5. Beoordeling van onderdeel b. en c. van de klacht

Het feit dat mr. X, als kantoorgenoot van verweerder, reeds de belangen van klaagster behartigde, brengt met zich dat het verweerder niet vrij stond op te treden voor de ex-partner van klaagster in een procedure die betrekking had op een mishandeling waarvan klaagster het slachtoffer was. In deze situatie was het kenbaar voor verweerder, althans had het kenbaar behoren te zijn, dat zich een belangenconflict zou voordoen indien hij voor de ex-vriend van klaagster in de strafzaak zou optreden. Gedragsregel 7 lid 4 legt als hoofdregel vast dat het een advocaat niet toegestaan is tegen een voormalige of bestaande cliënt van hem of van een kantoorgenoot van hem op te treden. Op deze hoofdregel worden in Gedragsregel 7 lid 5 een aantal uitzonderingen geformuleerd welke met elkaar gemeen hebben dat het situaties betreft waarin de belangen van de bestaande of voormalige cliënt van de advocaat of van een kantoorgenoot in beginsel niet worden geschaad doordat de advocaat of diens kantoorgenoot tegen deze cliënt optreedt. De raad is van mening dat deze uitzonderingen in het onderhavige geval niet voor toepassing in aanmerking komen. Dit volgt reeds uit het feit dat het optreden van verweerder als belangenbehartiger van de ex-vriend van klaagster in de strafzaak, er aan heeft bijgedragen dat bij klaagster de indruk is ontstaan dat gegevens uit haar verblijfsrechtelijke dossier door de raadsman van verweerder tegen haar zijn gebruikt tijdens het verhoor van klaagster in de strafzaak tegen verweerder. Ook de bijzonder kwetsbare positie waarin klaagster zich destijds bevond, en waarmee verweerder bekend was, laat geen ruimte voor het aanvaarden van een uitzondering op de hoofdregel, die immers ter bescherming van klaagster is geschreven. Door de belangen van de ex-partner van klaagster te behartigen in een procedure waarbij het slachtoffer, klaagster, reeds cliënt was van zijn kantoor, heeft verweerder in strijd gehandeld met Gedragsregel 7 lid 4. Onderdeel b. van de klacht is gegrond.

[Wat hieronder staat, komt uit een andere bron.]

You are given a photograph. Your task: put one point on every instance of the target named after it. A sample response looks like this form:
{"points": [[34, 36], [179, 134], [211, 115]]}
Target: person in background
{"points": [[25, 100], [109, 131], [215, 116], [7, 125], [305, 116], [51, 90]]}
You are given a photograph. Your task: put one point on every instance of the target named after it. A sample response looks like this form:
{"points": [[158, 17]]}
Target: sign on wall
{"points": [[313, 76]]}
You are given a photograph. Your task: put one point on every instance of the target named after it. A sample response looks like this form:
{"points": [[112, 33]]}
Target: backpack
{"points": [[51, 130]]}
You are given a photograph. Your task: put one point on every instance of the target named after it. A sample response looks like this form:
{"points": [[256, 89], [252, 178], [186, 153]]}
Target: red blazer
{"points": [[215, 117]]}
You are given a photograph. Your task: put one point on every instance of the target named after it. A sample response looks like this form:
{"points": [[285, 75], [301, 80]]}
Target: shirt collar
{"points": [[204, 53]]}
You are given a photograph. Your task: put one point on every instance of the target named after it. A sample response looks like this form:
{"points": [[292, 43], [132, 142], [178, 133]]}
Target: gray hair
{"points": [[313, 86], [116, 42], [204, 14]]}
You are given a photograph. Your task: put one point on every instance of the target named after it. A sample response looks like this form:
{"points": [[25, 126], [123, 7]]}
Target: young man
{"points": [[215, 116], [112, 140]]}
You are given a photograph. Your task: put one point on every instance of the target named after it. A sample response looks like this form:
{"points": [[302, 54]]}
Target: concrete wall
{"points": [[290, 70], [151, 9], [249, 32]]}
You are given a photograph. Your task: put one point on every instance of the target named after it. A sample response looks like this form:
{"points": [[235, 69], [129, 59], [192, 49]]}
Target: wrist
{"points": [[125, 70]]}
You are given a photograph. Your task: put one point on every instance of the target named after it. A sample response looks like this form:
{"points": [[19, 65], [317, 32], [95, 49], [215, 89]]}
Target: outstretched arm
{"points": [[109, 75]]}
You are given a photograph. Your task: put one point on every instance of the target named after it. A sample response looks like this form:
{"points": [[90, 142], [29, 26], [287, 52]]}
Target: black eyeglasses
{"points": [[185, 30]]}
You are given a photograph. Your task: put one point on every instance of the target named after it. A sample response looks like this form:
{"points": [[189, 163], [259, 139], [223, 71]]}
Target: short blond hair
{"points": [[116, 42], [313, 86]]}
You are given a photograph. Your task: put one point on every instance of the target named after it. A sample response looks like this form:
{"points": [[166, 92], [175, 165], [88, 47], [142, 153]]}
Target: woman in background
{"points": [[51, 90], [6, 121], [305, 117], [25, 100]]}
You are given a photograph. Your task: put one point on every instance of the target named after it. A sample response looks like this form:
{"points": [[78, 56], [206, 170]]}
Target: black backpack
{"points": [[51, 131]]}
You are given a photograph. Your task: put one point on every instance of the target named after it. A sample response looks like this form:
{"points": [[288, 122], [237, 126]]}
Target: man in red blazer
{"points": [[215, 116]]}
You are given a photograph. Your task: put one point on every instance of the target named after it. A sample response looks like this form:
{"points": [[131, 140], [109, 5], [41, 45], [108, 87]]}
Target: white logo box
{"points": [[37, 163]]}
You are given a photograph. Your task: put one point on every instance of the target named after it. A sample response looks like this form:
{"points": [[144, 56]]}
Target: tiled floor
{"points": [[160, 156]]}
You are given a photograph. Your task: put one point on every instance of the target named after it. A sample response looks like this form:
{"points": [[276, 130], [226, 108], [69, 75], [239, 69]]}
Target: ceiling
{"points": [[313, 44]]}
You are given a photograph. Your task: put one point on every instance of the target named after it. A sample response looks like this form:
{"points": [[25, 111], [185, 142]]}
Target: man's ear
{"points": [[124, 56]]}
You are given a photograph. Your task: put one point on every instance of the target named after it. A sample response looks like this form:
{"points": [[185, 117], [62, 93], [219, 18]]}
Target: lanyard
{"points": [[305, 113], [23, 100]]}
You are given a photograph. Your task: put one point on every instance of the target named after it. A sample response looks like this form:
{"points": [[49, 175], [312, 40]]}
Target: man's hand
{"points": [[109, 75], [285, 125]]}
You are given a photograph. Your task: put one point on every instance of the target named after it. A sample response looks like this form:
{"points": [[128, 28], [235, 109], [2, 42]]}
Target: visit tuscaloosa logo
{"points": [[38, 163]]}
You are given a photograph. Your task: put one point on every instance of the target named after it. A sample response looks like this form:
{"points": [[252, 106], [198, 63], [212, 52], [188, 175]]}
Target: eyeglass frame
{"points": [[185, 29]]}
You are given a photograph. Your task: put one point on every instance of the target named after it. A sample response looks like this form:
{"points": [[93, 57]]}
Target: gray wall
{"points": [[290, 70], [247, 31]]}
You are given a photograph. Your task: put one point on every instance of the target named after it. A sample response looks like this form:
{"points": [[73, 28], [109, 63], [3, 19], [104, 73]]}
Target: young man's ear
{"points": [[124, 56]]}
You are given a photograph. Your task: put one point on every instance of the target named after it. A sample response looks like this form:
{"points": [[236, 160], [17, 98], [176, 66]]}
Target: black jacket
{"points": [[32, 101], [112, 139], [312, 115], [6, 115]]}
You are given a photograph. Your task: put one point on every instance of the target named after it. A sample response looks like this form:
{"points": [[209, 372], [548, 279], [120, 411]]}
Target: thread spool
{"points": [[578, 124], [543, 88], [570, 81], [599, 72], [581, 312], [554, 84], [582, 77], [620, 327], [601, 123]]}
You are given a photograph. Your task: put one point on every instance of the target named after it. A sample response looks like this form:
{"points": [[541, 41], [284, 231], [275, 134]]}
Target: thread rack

Vanuit de gedachte dat het verweerder vrij zou staan op te treden voor de ex-partner van klaagster, hetgeen gelet op het voorgaande niet het geval is, is het op zich niet onbegrijpelijk dat verweerder klaagster op zijn kantoor heeft ontvangen. Verweerder had er evenwel beter aan gedaan als hij erop had toegezien dat mr. X bij dat gesprek aanwezig was geweest, dan wel zou hebben gewacht tot klaagster een andere advocaat had ingeschakeld. De uitnodiging van verweerder tot een bespreking met klaagster op zijn kantoor is op zichzelf niet klachtwaardig. Gelet op de destijds tenminste aanwezige schijn van belangenverstrengeling, had verweerder zich hier echter beter van kunnen onthouden, dan wel ervoor zorg kunnen dragen dat klaagster in dat gesprek zou worden bijgestaan door haar eigen advocaat, of als daar vanwege een spoedeisend karakter niet op kon worden gewacht door zijn kantoorgenoot mr. X zou zijn vergezeld. Onderdeel c. van de klacht is ongegrond.

MAATREGEL:

Met het voorgaande is vast komen te staan dat verweerder door op te treden voor de ex-partner van klaagster in een procedure waarin de ex-partner van klaagster beschuldigd werd van mishandeling van klaagster, terwijl klaagster als slachtoffer van deze mishandeling reeds cliënt was van een kantoorgenoot van verweerder, heeft gehandeld in strijd met hetgeen een behoorlijk advocaat betaamt. Verweerder had zich, gelet op de bijzonder kwetsbare positie waar klaagster zich destijds in bevond, behoren te onthouden van het behartigen van de belangen van haar ex-vriend in deze strafprocedure. De raad acht het opleggen onderstaande maatregel daarom passend.

BESLISSING:

De raad van discipline verklaart:

- onderdeel a. van de klacht ongegrond;

- onderdeel b. van de klacht gegrond;

- onderdeel c van de klacht ongegrond; en

- legt aan verweerder op de maatregel van enkele waarschuwing.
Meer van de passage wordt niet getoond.